LED dot matrix display is widely used in shopping malls, railway stations, commercial advertisements and signal signs because of its convenient control, long service life, easy construction and low construction cost. A certain size of LED dot matrix screen is composed of multiple display units. This paper describes in detail the design and driving control of a general LED dot matrix display unit.
1 System overall design overview
The system block diagram is shown in Figure 1. It can be seen from Fig. 1 that the PC sends commands and data from the host computer software, and transmits the data to the MCU through the serial port RS232. The MCU issues control commands to the row driver and the column driver to control the LED dot matrix screen accordingly. The external clock circuit can be used to read the display time. The external memory device is used to store the output data of the LED dot matrix screen. When the control operation is performed, the MCU can directly read the data from here, and can perform display control offline. Simple human-computer interaction with the LED dot matrix screen without pressing the PC through the buttons.
2 system hardware circuit design
The system hardware is mainly divided into two parts: LED dot matrix screen interface circuit, construction of display unit and its driving circuit; control system based on single chip mega16, used to complete data receiving and controlling LED dot matrix screen.

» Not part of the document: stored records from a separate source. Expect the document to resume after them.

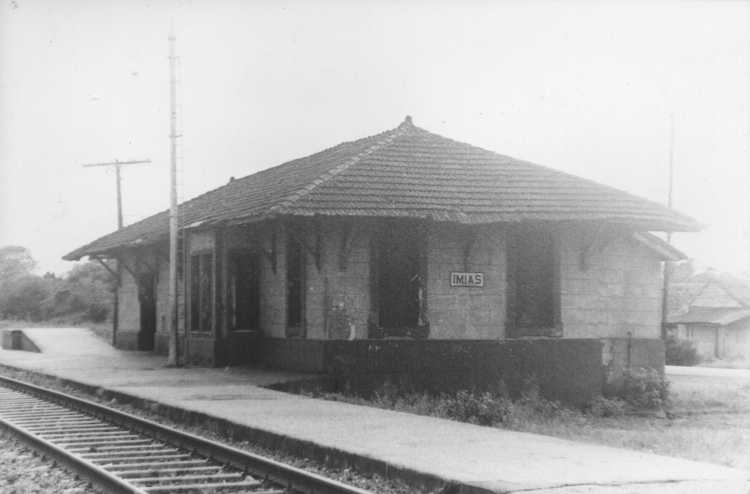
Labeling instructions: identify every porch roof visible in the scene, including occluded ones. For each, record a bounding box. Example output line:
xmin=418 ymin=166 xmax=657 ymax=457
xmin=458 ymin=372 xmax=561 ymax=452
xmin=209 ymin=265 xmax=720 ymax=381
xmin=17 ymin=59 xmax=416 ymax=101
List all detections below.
xmin=669 ymin=307 xmax=750 ymax=326
xmin=64 ymin=117 xmax=700 ymax=260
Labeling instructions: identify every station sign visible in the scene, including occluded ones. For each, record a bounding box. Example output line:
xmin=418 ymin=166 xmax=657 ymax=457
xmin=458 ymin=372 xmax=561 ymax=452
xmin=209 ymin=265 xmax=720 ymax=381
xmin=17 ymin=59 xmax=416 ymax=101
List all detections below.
xmin=451 ymin=272 xmax=484 ymax=288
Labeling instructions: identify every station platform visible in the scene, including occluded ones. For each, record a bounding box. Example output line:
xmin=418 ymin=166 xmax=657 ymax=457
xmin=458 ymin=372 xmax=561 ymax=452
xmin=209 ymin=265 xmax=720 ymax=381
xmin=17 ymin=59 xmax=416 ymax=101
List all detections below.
xmin=0 ymin=328 xmax=750 ymax=494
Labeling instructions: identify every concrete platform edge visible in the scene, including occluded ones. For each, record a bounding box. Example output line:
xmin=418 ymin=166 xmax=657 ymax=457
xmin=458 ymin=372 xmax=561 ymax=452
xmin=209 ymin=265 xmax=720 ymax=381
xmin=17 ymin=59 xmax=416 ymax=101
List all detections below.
xmin=0 ymin=364 xmax=506 ymax=494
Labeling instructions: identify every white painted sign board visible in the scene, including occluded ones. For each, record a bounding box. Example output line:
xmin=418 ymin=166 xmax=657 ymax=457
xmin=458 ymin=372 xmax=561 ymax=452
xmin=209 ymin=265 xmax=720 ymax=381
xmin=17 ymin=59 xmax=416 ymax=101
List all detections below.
xmin=451 ymin=272 xmax=484 ymax=287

2. 1 LED dot matrix interface circuit
Figure 2 is the internal structure of the 8*8 LED dot matrix display. The four 8*8 dot matrix can form a 16*16 dot matrix screen for displaying Chinese characters. The 8*8 dot matrix display principle is to control the LEDs on and off by using the LEDs in the row and column. As shown in Figure 2, if you want the LEDs of row 1 and column 1 to be lit, you only need to make 1 high level and 1 low level. The LED display screen relies on such a selection of rows and columns for the transformation of various graphic characters.
Figure 4 shows the connection mode of the LED dot matrix screen. The upper and lower half screens of the 8 8 dot matrix are connected together to form a system. This system uses a line scan method that uses two 3-wire 8-wire decoders 74HC138 to drive the upper 8 rows and the lower 8 rows of the dot matrix, respectively. In the case that the dot matrix screen is not large, the general MCU can directly drive the LED of the dot matrix, but when considering expanding to a large screen size, the I/O port of the MCU is not enough to provide sufficient driving current, as shown in Figure 3. As shown, a PNP-type 8550 triode switch circuit can be connected to the 74HC138 and the matrix interface of the dot matrix to provide sufficient current. When the 74HC138 emits a low level, the transistor Q is turned on and the LED_H outputs a high level. At this time, the I/O port only needs to provide a few milliamps of sinking current to control its on/off. If you need to expand the screen, you only need to connect the extended upper and lower half-screen LED dot matrix lines to the 74HC138.
This system uses 74HC595 latch to drive control the column line, which has a 2-stage latch shift output function. As shown in Figure 3, the column line of the LED dot matrix is ​​connected to the 8-bit parallel output port of the 74HC595. The output of the data is controlled by the MCU. Using the latch output function of the 74HC595, the circuit shares the same shift clock SCK and the data latch clock. RCK, can cascade multiple 74HC595 to form the column driver circuit of the larger LED dot matrix screen. This configuration also allows grayscale adjustment through the PWM wave at the enable side of the 75HC595.